Dini Konular

İslam Dininin Dört Kaynağı Nedir?

İslam Dininin Dört Kaynağı Nedir?
Written by admin

İslam Dininin Dört Kaynağı Nedir?
İslâm’da dinî hükümlerin iki kaynağı vardır. Bunlardan birisi kitap, di­ğeri de sünnettir. Bu ikisinden sonra müracaat edilecek kıyas ve icma da esas itibariyle yine bu iki kaynağa bağlıdır. Bunlarm dördüne birden “dört usul, dört şer’î delil” adı verilir. Bütün dinî hükümler bu dört delilden çıka­rıldığı için bu dört delile dayanır. Bu deliller sırasıyla şöyledir:

  1. Kitap

Kitaptan maksat Kur’an-ı Kerim’dir. İslâm dininin en esaslı kaynağı olan yüce kitabımız Allah tarafmdan nasıl indirilmişse, öylece korunmuş, bir harfi dahi değişmemiştir. Çünkü onun muhafazasını yüce kelâmın sahibi Cenab-ı Hak üzerine almış ve korumuştur. İşte dinî bir meselede ilk müra­caat edilecek kaynak Kur’an-ı Kerim’dir.

  1. Sünnet

Sünnetten maksat Resul-i Ekrem Efendimiz’in (a.s.m.) mübarek sözleri, işleri ve görüp de engellemeyerek sessiz kaldıkları halleridir. Sünnet olarak tarif edilen Peygamberimizin bu hallerine aynı zamanda hadis denir.

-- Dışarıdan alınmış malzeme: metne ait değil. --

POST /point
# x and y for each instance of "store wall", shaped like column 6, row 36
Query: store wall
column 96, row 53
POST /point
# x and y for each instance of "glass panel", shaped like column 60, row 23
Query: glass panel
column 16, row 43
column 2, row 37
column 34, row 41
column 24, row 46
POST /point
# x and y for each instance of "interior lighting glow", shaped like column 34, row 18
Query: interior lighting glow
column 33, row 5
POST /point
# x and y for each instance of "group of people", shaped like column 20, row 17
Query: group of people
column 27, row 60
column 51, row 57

Sahabiler, Kur’an’da yer alan dinî hükümlerin ayrıntılarıyla ilgili binler­ce hadisi ezberleyip muhafaza ederek kendilerinden sonra gelen ve Tabiin olarak bilinen ikinci nesle aktarmışlardır. İlk olarak Hicrî 101 tarihinde Ömer bin Abdülaziz’in gayretiyle dinî hükümlerin ayrıntıları ile ilgili dört bin kadar hadis-i şerif toplanmıştır.

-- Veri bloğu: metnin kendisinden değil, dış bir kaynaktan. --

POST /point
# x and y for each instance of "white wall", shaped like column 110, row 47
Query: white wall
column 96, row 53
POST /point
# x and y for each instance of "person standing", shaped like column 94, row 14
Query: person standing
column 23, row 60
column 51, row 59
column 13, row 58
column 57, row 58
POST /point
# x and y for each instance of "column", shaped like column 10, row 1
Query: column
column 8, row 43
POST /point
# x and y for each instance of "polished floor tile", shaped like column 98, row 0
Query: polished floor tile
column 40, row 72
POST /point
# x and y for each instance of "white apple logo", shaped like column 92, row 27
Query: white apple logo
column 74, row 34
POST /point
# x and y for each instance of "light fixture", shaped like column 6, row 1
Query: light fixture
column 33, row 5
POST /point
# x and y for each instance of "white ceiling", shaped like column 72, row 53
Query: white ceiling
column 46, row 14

Kur’an-ı Kerim’den sonra sünnet, dinî hükümlerin tespitinde çok esaslı bir yer tutmaktadır.

  1. Kıyas

Bir meselede sabit olan bir hükmün benzerini diğer bir meselede içtihat sonunda açığa çıkarmaktır. Diğer bir ifade ile kitap, sünnet veya icma ile sabit bir meseledeki hükmü, aynı sebep, aynı hikmete dayanan başka benzer bir meselede uygulamaktır. Kıyası ancak müçtehit derecesindeki bir âlim yapabilir.

4.İcma

Bir asırda yaşayan İslâm müçtehitlerinin bir meseledeki dinî hüküm hakkında anlaşmalarıdır. Buna göre kitap ve sünnette hakkında kesin hü­küm bulunmayan bir meselede müçtehitlerin içtihat ederek verdikleri hü­kümlerde anlaşma meydana gelirse bu hüküm “icma-i ümmet”le sabit ol­muş demektir. Hakkında icma olan bir mesele artık kuvvetli bir mesele ha­line gelmiş olur. Şu hadisler icma-i ümmet meselesine işaret etmektedir:

“Ümmetim dalalet üzerinde ittifak etmez.”

“Müslümanların güzel gördüğü bir şey Allah katında da güzeldir.”